Mr Lammy, summoning all his gravitas: ‘There must and there will be accountability.’ The words ‘once we’ve worked out who’s expendable’ did not need to be uttered. It certainly wasn’t going to be him! Or was it? The small number of Labour MPs in the chamber looked distinctly unamused.
Mr Lammy had ‘tasked’ officials. He had ‘been clear it was unacceptable’. Then he hurried through some statistics for how many prisoners had been accidentally let out in recent months. It’s amazing there’s anyone left inside.
Mr Lammy only came to life when he started blaming the Tories. His voice went squeaky and he leaned on the despatch box, pushing a good 12 inches across the table. Mr Jenrick was soon saying ‘Calamity Lammy strikes again’. Mr Lammy laughed theatrically but when he leapt back to reply he was SEETHING, his voice now near castrato. ‘This is a serious issue!!!’ he yelled, brandishing his right index finger, throwing his notes aside.
The Lib Dems’ frontbencher was wet as a sardine. Mr Lammy ‘thanked her for her tone’. That meant ‘thank you for not attacking me’. Another Lib Dem, some goose from Honiton, talked of Kebatu’s ‘escape’. A Tory MP: ‘They let him out!’ Meanwhile, MPs and peers opened a committee investigation of another prize bungle – the China ‘spies’ case. Chief prosecutor Stephen Parkinson and another government lawyer made plain that the Attorney General, Lord Hermer, was kept informed before the case collapsed.

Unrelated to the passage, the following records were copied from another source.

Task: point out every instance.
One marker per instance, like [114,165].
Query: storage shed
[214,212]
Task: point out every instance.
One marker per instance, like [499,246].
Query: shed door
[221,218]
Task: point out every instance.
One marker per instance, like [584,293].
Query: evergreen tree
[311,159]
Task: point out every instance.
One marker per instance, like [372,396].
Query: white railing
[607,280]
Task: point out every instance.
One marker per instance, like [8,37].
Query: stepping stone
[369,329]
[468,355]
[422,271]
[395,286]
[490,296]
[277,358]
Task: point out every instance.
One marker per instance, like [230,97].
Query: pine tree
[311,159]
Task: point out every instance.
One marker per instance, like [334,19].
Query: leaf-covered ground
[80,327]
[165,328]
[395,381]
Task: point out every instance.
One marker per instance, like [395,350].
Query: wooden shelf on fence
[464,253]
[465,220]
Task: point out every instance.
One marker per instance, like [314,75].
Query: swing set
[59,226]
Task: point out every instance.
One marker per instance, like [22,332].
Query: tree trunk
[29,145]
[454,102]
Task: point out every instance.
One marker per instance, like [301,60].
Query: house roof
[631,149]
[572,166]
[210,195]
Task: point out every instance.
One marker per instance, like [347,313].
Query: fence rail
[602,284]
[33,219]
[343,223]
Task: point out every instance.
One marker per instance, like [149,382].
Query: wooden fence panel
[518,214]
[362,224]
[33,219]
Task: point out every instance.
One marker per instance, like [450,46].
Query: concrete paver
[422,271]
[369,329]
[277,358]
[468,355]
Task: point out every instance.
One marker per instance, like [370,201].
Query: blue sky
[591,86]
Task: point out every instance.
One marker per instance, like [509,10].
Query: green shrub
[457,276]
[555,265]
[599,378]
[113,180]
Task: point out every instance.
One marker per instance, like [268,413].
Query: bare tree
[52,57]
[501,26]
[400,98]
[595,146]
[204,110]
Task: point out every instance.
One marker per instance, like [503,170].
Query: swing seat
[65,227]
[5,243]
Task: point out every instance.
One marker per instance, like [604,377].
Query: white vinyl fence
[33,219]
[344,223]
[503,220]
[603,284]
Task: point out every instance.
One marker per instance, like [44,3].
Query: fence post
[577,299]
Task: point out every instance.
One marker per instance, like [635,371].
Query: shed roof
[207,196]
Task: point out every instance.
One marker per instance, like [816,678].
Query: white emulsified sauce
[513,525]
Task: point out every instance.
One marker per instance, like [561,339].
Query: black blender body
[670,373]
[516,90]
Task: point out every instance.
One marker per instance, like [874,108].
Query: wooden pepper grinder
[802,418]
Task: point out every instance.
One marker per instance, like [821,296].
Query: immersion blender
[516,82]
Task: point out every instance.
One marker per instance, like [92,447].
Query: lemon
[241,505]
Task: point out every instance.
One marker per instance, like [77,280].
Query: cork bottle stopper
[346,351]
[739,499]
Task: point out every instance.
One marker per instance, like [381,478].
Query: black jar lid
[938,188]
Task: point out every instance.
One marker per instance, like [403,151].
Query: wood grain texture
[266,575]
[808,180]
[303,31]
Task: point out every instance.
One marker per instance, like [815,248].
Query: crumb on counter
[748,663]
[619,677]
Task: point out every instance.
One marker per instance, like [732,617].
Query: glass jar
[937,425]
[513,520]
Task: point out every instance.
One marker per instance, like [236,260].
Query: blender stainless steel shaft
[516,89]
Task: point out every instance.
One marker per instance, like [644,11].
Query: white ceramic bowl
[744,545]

Then the deputy national security adviser (current man in the mire) strode into the room. A limber gait but a David Beckham voice. Tremulous thumbs. Twitchy, too. When listening to questions he recoiled his head and worked his eyebrows like Capt Darling from TV’s Blackadder. Beside him was the Cabinet Secretary, Sir Chris Wormald, victim of recent bitching by ‘friends of the Prime Minister’.
He walks these days with a heavy trudge. Looked a bit red round the eyes, as if he had been blubbing. He elongates and gives strange emphasis to certain vowels. You can see how it could annoy a pressurised PM.
Sir Chris, too, has developed a twitch: one of those Mr-MacKay-from-Porridge jobs, where his entire neck convulses and dips.
Is there anyone at the top of this Government entirely sane at present?